The news was devastating for some study participants. "We were at peace with the death of our daughter, but now we are no longer," said a mother on Dutch public television. She also raised questions about the information parents got about the risks of the study. The consent form they had to sign does not mention any potential negative effects for the child. "We've found that sildenafil is not usually prescribed during pregnancy and that strange things were not observed in this indication, which is a fact," says Ganzevoort, "but we could have said more precisely that we do not know what we are I do not know how I did it with all the advice I did myself. "
How the drug could have caused the complications is unclear. The Dutch team plans to investigate all cases of newborn baby pulmonary hypertension and deaths to check if the diagnosis was correct and if there were other specific features in this group. One possible explanation is a "rebound effect," says Groom. Part of the drug has probably reached the fetus before birth, where it may have placed dilating forces on the pulmonary vessels, she says; this could have led to an increase of limiting signals from the fetus itself, to prevent them from prematurely opening. "After giving birth, the child ceased to receive the expanding drug, possibly resulting in a constriction of the pulmonary vessels," Groom speculates.
It is also unclear why the deaths happened only in the Dutch attempt. Study inclusion criteria differed slightly in the UK, Australia, New Zealand and the Netherlands, but not enough to explain the difference in results, says Groom. Researchers in the other two studies plan to review whether they may have missed cases of pulmonary hypertension in the newborn.

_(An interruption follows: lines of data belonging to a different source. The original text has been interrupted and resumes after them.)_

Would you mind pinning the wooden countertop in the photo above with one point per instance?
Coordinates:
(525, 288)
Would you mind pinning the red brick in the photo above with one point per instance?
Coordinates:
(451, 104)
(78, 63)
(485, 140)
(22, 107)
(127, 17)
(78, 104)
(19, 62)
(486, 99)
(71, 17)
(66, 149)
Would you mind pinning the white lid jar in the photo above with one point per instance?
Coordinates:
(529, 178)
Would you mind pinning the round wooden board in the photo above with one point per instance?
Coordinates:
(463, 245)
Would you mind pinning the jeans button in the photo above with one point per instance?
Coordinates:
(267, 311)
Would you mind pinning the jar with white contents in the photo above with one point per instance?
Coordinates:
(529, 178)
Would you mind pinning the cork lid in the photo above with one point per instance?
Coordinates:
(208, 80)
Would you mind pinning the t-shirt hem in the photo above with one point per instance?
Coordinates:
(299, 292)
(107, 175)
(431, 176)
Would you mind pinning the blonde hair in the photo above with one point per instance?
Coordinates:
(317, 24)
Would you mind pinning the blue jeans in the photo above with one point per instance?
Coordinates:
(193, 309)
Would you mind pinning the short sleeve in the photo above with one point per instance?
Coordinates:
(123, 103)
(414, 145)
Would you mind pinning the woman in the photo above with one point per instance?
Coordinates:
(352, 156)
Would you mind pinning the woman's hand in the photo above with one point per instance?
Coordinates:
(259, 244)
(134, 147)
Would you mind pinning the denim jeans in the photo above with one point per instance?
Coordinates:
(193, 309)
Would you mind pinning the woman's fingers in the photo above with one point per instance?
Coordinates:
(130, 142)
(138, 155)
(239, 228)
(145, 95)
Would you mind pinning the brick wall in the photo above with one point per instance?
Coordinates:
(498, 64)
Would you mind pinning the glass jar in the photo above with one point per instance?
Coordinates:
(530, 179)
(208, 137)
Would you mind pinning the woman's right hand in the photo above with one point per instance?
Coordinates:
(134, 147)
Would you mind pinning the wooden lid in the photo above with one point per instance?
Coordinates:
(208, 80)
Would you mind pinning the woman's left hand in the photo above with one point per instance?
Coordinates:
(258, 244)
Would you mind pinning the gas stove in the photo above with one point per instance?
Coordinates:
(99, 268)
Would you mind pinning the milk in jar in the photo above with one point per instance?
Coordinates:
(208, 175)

Given the low number of deaths, it is also possible that the result in the Netherlands is purely coincidental, although Ganzevoort says the odds are lower than 5%. "The combination of our results with those of the other studies and the zooming in of subgroups could provide more clarity," he says.
The decision to stop the process is a blow to the field, says Mol. "There were good reasons to believe that this drug would work and it was responsible to lead this process," he says. "I talk about it emotionally because we now have eleven grieving families and it does not help those people."
There is always a risk in clinical trials, says Indira van der Zande, who recently completed her Ph.D. Diploma thesis on pregnant women in clinical research at the University Hospital Utrecht in the Netherlands. "But we should always remember that there would have been a risk if we had not performed this study, and doctors may have prescribed this drug for years off-label, assuming that it was safe and effective."